Another common emotion felt during grief, is anger. Anger is an emotion that can surface when we’re feeling vulnerable. Life changes can certainly challenge our sense of safety and leave us feeling vulnerable. Someone experiencing grief-related anger might feel resentment toward the change, the circumstances of change, or those who are involved with the change. “The doctors should have saved them,” or “this never should have happened” might be some common thoughts when experiencing grief-related anger.
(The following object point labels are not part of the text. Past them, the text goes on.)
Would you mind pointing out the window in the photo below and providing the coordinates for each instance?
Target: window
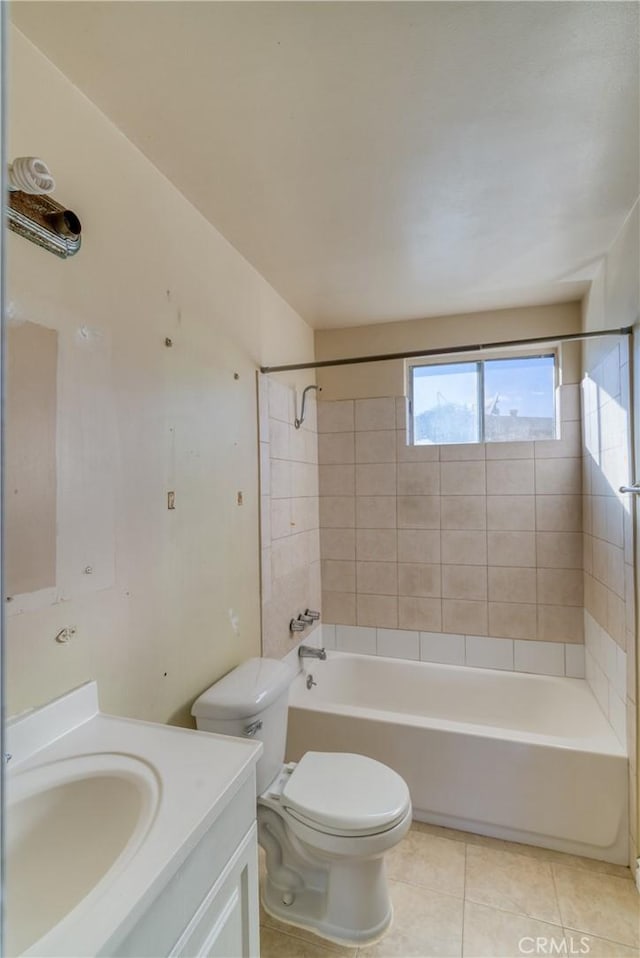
(492, 400)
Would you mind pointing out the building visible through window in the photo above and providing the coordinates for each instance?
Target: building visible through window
(493, 400)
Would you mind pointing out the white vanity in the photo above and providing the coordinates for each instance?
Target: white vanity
(127, 838)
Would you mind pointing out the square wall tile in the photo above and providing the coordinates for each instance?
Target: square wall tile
(509, 450)
(558, 477)
(543, 658)
(418, 478)
(559, 550)
(513, 585)
(405, 452)
(464, 582)
(376, 413)
(336, 448)
(377, 610)
(463, 512)
(462, 452)
(560, 586)
(511, 513)
(566, 446)
(336, 480)
(559, 513)
(376, 479)
(327, 636)
(513, 620)
(570, 403)
(337, 512)
(377, 578)
(421, 614)
(418, 545)
(488, 653)
(463, 548)
(444, 648)
(355, 638)
(512, 549)
(462, 479)
(419, 579)
(376, 512)
(574, 661)
(418, 512)
(560, 623)
(339, 607)
(378, 446)
(336, 416)
(338, 575)
(464, 616)
(376, 545)
(510, 477)
(398, 643)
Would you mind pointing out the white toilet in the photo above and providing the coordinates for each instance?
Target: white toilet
(324, 823)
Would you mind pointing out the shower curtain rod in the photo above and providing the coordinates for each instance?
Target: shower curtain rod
(449, 351)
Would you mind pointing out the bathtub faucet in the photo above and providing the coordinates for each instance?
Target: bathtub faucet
(309, 652)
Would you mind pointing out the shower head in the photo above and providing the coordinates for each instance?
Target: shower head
(298, 422)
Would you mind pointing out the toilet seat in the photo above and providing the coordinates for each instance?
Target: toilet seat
(343, 794)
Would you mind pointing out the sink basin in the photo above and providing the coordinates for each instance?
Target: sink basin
(71, 826)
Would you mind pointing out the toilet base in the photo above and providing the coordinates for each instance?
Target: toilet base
(350, 907)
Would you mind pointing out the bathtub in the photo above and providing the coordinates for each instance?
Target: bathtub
(528, 758)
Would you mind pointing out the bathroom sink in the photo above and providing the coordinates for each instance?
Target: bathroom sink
(71, 826)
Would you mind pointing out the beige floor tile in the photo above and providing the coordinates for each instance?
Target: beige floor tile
(274, 944)
(499, 934)
(424, 859)
(531, 851)
(426, 924)
(597, 947)
(600, 905)
(511, 882)
(284, 928)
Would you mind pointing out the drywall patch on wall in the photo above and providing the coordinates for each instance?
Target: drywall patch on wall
(139, 419)
(290, 537)
(480, 539)
(30, 458)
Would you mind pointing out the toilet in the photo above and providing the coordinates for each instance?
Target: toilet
(324, 822)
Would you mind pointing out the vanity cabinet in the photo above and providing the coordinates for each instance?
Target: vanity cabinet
(209, 907)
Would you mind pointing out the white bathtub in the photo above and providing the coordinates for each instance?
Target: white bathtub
(529, 758)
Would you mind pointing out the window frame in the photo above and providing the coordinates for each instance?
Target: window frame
(480, 361)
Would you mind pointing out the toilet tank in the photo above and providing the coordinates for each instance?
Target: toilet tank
(255, 692)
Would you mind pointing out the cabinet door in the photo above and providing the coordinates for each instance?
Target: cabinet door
(226, 923)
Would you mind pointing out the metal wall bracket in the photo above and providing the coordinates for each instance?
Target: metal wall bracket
(44, 222)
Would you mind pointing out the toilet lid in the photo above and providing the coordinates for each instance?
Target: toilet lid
(345, 794)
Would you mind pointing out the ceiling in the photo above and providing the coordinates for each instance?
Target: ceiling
(378, 161)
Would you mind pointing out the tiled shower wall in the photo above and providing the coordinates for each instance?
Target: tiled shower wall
(290, 541)
(460, 540)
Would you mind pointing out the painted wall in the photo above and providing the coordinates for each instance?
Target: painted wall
(387, 378)
(464, 554)
(612, 539)
(163, 602)
(289, 527)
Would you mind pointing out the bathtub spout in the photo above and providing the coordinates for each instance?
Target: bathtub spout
(309, 652)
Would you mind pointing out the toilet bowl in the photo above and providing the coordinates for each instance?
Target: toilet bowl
(324, 823)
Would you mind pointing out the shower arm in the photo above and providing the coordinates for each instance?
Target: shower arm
(298, 422)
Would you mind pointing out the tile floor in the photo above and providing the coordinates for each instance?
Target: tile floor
(461, 894)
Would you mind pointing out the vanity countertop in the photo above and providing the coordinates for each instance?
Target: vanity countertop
(188, 779)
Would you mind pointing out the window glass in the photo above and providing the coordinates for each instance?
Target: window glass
(445, 404)
(519, 402)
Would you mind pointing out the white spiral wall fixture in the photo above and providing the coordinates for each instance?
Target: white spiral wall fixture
(31, 175)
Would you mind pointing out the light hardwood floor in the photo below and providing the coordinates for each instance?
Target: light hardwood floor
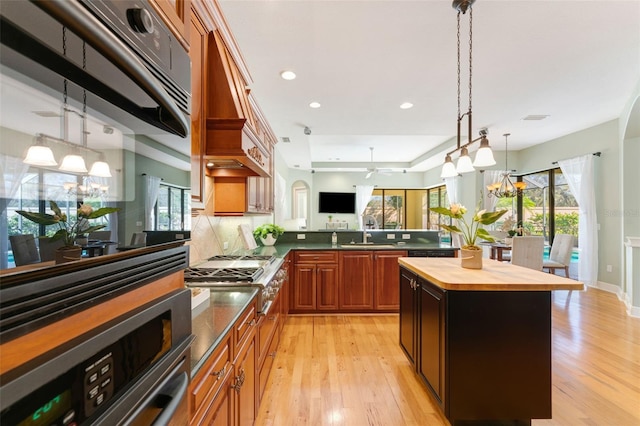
(350, 370)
Bargaining is another common reaction to grief. Bargaining can be thought of as a search to regain control over the life change. One sign of bargaining might be “what if” or “if, then…” statements. For example, “If we had only acted sooner, then maybe this wouldn’t have happened” or “what if I had made this decision instead, then this never would have happened.” It is a desire for safety and balance after life changes have led us to feel vulnerable.
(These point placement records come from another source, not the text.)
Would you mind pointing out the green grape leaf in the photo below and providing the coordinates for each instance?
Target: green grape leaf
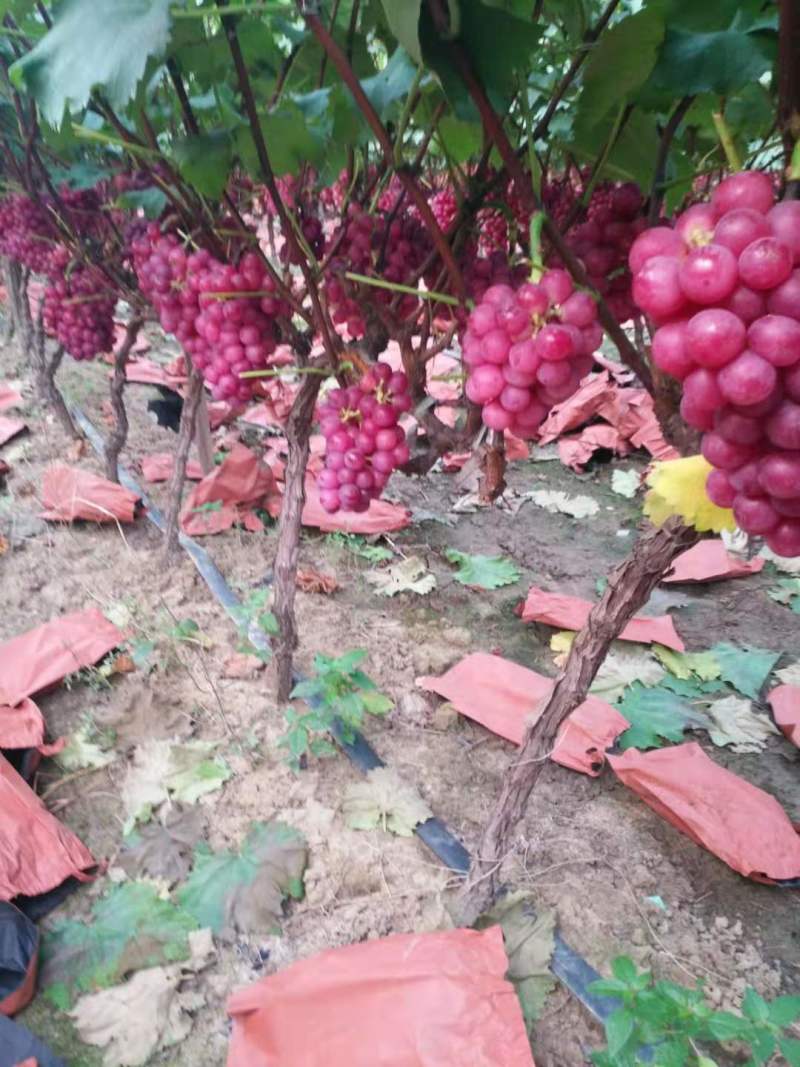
(619, 64)
(403, 20)
(655, 715)
(244, 891)
(93, 44)
(745, 668)
(530, 939)
(483, 572)
(131, 928)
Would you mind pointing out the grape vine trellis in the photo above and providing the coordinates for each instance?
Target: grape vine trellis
(332, 176)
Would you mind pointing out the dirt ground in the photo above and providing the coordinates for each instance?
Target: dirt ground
(588, 847)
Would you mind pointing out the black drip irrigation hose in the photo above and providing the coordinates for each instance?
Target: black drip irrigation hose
(568, 966)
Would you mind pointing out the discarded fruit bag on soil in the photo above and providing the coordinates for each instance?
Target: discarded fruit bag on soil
(411, 1000)
(505, 697)
(68, 493)
(37, 853)
(571, 612)
(710, 561)
(18, 959)
(19, 1048)
(42, 657)
(785, 703)
(742, 825)
(229, 494)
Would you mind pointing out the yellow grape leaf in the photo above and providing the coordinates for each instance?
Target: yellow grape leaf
(677, 488)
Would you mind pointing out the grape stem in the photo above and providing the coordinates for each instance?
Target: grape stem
(380, 283)
(725, 139)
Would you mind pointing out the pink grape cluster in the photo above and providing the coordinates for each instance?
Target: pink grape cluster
(613, 222)
(195, 297)
(27, 233)
(723, 288)
(364, 442)
(78, 307)
(527, 349)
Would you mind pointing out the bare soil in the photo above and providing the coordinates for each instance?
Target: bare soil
(589, 848)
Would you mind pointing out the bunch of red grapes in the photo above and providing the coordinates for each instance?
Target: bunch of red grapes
(27, 233)
(613, 222)
(364, 442)
(195, 297)
(78, 307)
(527, 349)
(723, 288)
(377, 245)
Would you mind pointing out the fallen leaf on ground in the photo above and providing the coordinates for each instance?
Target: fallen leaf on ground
(623, 666)
(408, 575)
(163, 850)
(732, 721)
(530, 939)
(677, 488)
(313, 582)
(131, 928)
(625, 482)
(165, 769)
(483, 572)
(384, 801)
(148, 1013)
(704, 665)
(241, 665)
(81, 750)
(578, 507)
(746, 668)
(789, 675)
(244, 891)
(655, 714)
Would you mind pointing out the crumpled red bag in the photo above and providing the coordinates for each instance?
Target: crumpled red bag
(571, 612)
(744, 826)
(410, 1000)
(505, 697)
(785, 703)
(229, 494)
(68, 493)
(42, 657)
(710, 561)
(36, 851)
(159, 466)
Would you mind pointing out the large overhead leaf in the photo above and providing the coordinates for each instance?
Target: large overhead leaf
(131, 927)
(93, 44)
(205, 161)
(619, 64)
(244, 891)
(717, 62)
(403, 20)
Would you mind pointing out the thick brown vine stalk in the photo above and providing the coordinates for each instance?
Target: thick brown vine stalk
(186, 435)
(118, 435)
(629, 587)
(298, 434)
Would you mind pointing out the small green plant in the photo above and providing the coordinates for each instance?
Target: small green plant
(666, 1024)
(256, 624)
(338, 690)
(160, 649)
(360, 546)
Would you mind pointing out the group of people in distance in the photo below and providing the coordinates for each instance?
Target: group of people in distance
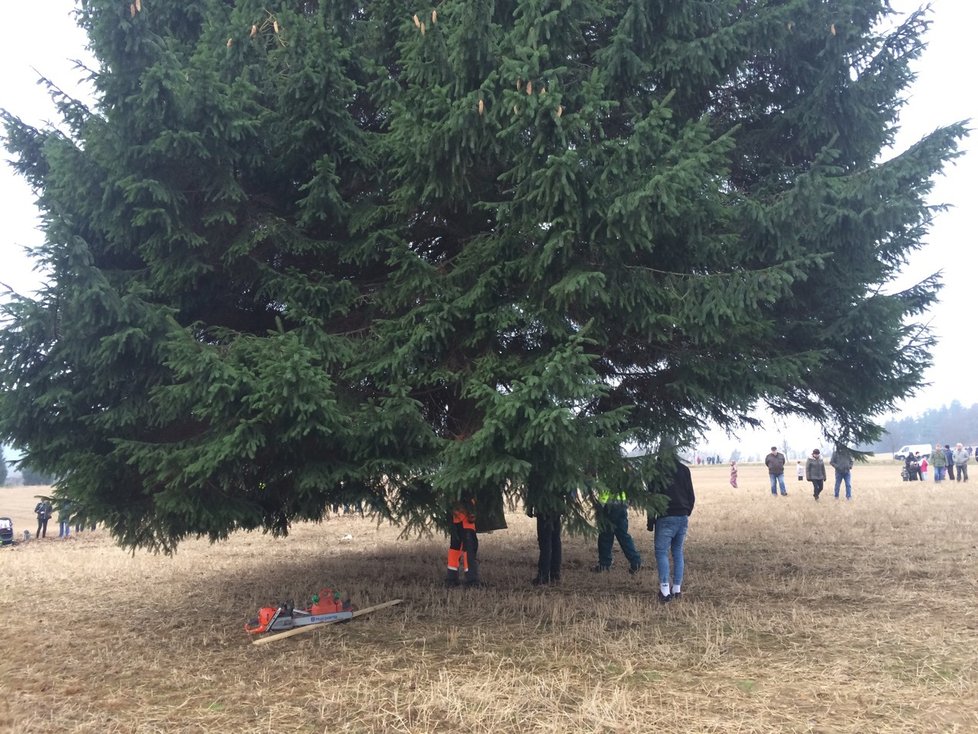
(814, 472)
(44, 510)
(946, 462)
(611, 518)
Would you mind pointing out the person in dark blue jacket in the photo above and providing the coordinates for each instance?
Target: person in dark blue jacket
(671, 526)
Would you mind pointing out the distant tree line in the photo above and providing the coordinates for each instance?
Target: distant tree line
(947, 424)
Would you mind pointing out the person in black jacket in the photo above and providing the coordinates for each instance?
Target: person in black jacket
(670, 528)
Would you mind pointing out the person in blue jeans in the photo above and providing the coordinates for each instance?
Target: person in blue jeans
(611, 516)
(842, 463)
(775, 467)
(670, 529)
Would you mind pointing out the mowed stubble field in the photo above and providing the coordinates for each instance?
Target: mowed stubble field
(798, 617)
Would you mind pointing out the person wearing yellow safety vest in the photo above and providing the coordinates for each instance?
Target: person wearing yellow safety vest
(611, 517)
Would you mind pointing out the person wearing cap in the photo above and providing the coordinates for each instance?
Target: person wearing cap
(960, 457)
(775, 467)
(842, 463)
(815, 472)
(938, 460)
(670, 528)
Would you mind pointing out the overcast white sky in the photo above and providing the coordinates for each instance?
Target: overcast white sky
(43, 37)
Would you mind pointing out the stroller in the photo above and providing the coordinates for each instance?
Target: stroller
(6, 531)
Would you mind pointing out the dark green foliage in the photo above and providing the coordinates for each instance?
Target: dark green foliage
(316, 252)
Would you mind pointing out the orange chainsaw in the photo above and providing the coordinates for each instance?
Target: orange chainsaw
(327, 606)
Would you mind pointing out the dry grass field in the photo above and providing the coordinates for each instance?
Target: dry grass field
(797, 617)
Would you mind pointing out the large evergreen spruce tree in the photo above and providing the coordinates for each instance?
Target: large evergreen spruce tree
(315, 252)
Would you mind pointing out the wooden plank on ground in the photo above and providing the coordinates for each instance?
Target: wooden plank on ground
(313, 627)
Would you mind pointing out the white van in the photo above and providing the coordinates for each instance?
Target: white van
(923, 448)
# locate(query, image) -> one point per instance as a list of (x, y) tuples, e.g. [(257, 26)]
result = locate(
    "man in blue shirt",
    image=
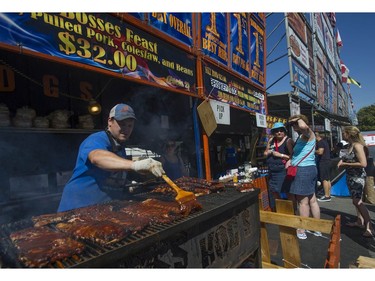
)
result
[(101, 162)]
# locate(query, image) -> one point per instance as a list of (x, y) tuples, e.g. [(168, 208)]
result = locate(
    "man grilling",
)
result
[(101, 162)]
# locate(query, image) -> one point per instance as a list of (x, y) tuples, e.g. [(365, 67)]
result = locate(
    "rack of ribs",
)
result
[(38, 247)]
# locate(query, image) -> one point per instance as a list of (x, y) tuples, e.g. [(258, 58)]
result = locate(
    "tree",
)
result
[(366, 118)]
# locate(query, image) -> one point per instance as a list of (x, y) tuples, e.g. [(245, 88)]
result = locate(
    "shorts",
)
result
[(324, 170), (277, 182), (305, 181)]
After a life change, feelings of depression can surface as we continue to process what has happened. This processing often takes the form of questioning the future, or how our life roles have been altered after a change. Some questions could be “what does this change mean?” Or a questioning of our purpose in life, such as “where do I go from here?” It could also be a feeling of loss surrounding what we expected our future to look like, such as “I always envisioned my life being this way, and now that can’t happen.” These questions are a sign that a grieving person might be looking at how their future has changed as a result of the change.
Through all of this processing, those who are grieving may reach a point of acceptance. Grief-related acceptance is not typically a thought of “I am glad that this has happened,” rather it is “this life change has happened. Now how can I move forward?” Acceptance is the product of all of this intense mental processing. It is a sense of “this changed happened and I will be ok.”
We all have different reactions to change which makes experiencing grief diverse, and incredibly human. The reality of grief is that often it does not fit neatly into categories or stages. Grief can look different depending on the person, and this is completely normal. If you, or someone you know, is grieving, know that you are not alone. Reach out to someone you trust, such as a family member, a close friend, or a counselor, and share your experience. You do not have to weather the waves of grief and loss alone.
Kubler-Ross, E., Kessler, D., & M, S. (2014). On Grief and Grieving: Finding the Meaning of Grief Through the Five Stages of Loss. New York: Simon & Schuster, Inc.